Um espetáculo que não demora muito a esperar: depois de alguns minutos ao longe avistamos uma leoa decidida a festejar. Após uma inspeção mais detalhada com binóculos, descobriremos que na realidade há duas leoas, acompanhado por 5 pequeninos. A visão é ruim devido à distância, mas eles cuidam de diminuir isso, independente de nós que os observamos silenciosamente. Eles se aproximam atravessando o traçado da estrada com a majestade de quem não tem nada a temer, os pequenos seguem, parando de vez em quando, olhando em volta e brincando uns com os outros de barriga cheia. Enfeitiçados e ao mesmo tempo encantados pela visão, nos preparamos para ver o resto, pontilhado de animais sem interrupção: gazelas de todos os tipos, gnu, zebras, girafas, elefantes, búfalos, hienas, chacais, hipopótamos e vários pássaros. Perto do Lago Magadi encontramos numerosos flamingos em uma perna só, com a intenção de bicar moluscos nas águas rasas do lago. Seguindo em direção ao extremo sul, alguns hipopótamos descansam no lago adjacente à área de piquenique. Também nesta ocasião temos a oportunidade de compreender como o solo exige chuvas, o que possibilita a presença da vegetação, alimento natural dos herbívoros, que por sua vez representam a fonte nutricional dos carnívoros, concluindo assim a cadeia alimentar. Fora da cratera existem animais, mas numa extensão nem sequer comparável ao que é visível nesta ilha verde. Pouco antes de começar a estrada (subidas e descidas são de mão única), a decepção de que tudo está prestes a acabar é mitigada pela visão de uma família de elefantes durante o jantar. Olhando-os de perto, parece incrível a força que têm para quebrar galhos até de determinado diâmetro e mastigá-los um pouco e engoli-los sem problemas. Só falta o encontro com o rinoceronte que acabará por nos impedir de completar a coleção dos Big 5.

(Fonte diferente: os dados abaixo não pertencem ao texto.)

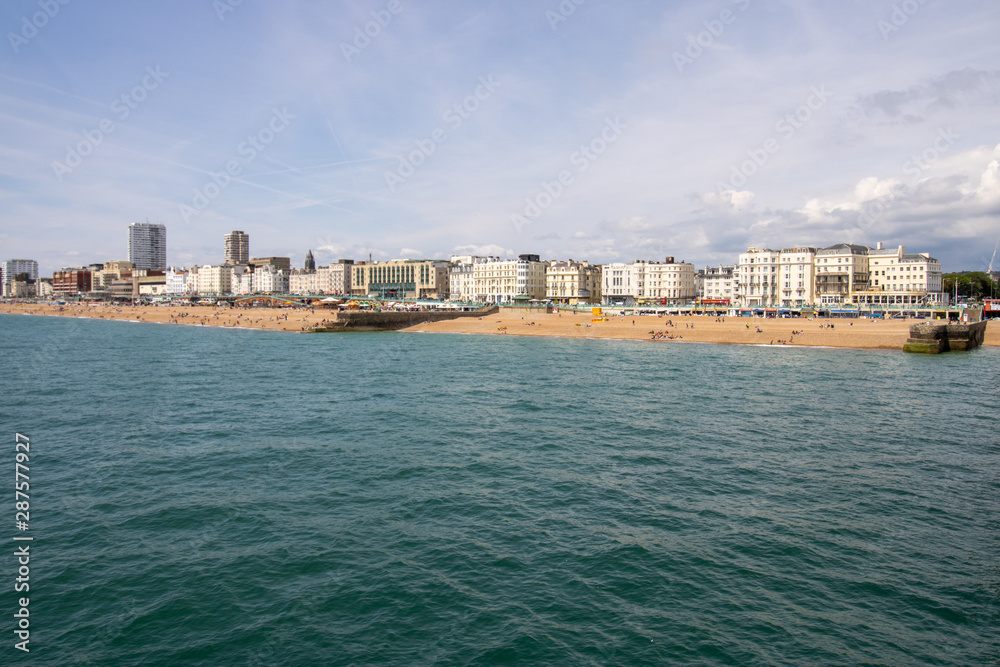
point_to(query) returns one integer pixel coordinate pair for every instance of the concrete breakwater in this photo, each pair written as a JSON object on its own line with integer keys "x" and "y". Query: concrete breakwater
{"x": 937, "y": 338}
{"x": 362, "y": 320}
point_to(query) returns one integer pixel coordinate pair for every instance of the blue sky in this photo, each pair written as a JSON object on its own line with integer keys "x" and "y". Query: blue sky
{"x": 579, "y": 129}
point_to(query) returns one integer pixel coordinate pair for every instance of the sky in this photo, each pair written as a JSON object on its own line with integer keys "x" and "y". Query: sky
{"x": 584, "y": 129}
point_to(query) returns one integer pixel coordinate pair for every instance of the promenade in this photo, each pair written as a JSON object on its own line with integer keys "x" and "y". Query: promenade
{"x": 803, "y": 332}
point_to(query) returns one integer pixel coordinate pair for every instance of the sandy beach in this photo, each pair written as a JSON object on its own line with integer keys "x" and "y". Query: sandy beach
{"x": 860, "y": 333}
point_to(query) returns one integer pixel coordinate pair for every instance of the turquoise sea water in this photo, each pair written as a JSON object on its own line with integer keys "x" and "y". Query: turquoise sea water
{"x": 226, "y": 497}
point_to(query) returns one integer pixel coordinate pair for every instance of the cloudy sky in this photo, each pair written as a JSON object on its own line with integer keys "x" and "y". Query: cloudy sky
{"x": 585, "y": 129}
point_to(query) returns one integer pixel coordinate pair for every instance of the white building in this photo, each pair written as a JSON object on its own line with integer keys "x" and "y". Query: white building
{"x": 191, "y": 280}
{"x": 215, "y": 279}
{"x": 176, "y": 281}
{"x": 242, "y": 283}
{"x": 10, "y": 269}
{"x": 758, "y": 278}
{"x": 302, "y": 282}
{"x": 720, "y": 283}
{"x": 668, "y": 283}
{"x": 506, "y": 280}
{"x": 841, "y": 270}
{"x": 573, "y": 282}
{"x": 797, "y": 276}
{"x": 462, "y": 277}
{"x": 147, "y": 246}
{"x": 237, "y": 248}
{"x": 900, "y": 279}
{"x": 269, "y": 279}
{"x": 335, "y": 278}
{"x": 643, "y": 281}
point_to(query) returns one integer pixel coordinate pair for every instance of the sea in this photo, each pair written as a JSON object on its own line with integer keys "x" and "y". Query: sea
{"x": 209, "y": 496}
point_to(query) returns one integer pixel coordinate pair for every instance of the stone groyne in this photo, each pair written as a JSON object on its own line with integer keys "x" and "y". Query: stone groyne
{"x": 362, "y": 320}
{"x": 937, "y": 338}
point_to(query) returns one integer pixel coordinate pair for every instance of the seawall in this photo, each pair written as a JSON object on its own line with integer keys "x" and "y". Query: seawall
{"x": 937, "y": 338}
{"x": 393, "y": 320}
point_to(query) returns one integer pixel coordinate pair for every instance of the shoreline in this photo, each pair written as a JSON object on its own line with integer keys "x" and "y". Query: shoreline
{"x": 796, "y": 332}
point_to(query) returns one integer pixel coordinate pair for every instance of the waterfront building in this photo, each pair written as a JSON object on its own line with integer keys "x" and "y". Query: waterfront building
{"x": 214, "y": 279}
{"x": 335, "y": 278}
{"x": 176, "y": 281}
{"x": 719, "y": 283}
{"x": 191, "y": 280}
{"x": 401, "y": 278}
{"x": 237, "y": 248}
{"x": 797, "y": 276}
{"x": 302, "y": 282}
{"x": 462, "y": 277}
{"x": 155, "y": 285}
{"x": 573, "y": 282}
{"x": 509, "y": 280}
{"x": 841, "y": 270}
{"x": 669, "y": 283}
{"x": 281, "y": 263}
{"x": 900, "y": 279}
{"x": 618, "y": 283}
{"x": 758, "y": 278}
{"x": 269, "y": 279}
{"x": 109, "y": 271}
{"x": 71, "y": 282}
{"x": 147, "y": 245}
{"x": 646, "y": 282}
{"x": 121, "y": 288}
{"x": 21, "y": 287}
{"x": 12, "y": 268}
{"x": 241, "y": 282}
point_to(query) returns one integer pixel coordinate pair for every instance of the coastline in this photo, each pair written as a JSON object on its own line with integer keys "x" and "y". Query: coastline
{"x": 797, "y": 332}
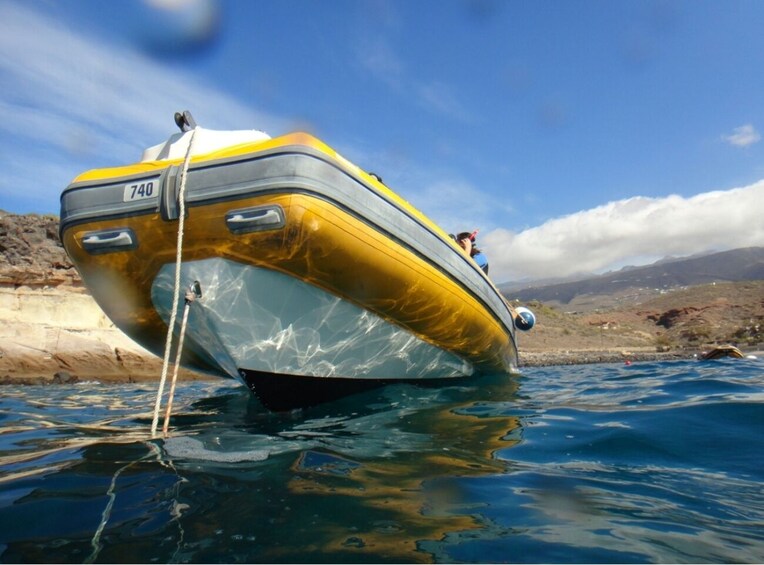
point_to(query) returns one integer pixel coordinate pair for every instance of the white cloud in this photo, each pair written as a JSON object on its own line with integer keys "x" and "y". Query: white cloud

Saímos da caldeira conscientes de ter vivido um dia memorável, uma lição sobre o ciclo da vida e as leis que o regulam, por vezes duras mas nunca incompreensíveis. Jantamos no grande refeitório, lemos algumas páginas e saímos apenas na hora de dormir: a 2500 metros de altitude as temperaturas não parecem ser particularmente estimulantes para passeios ao ar livre.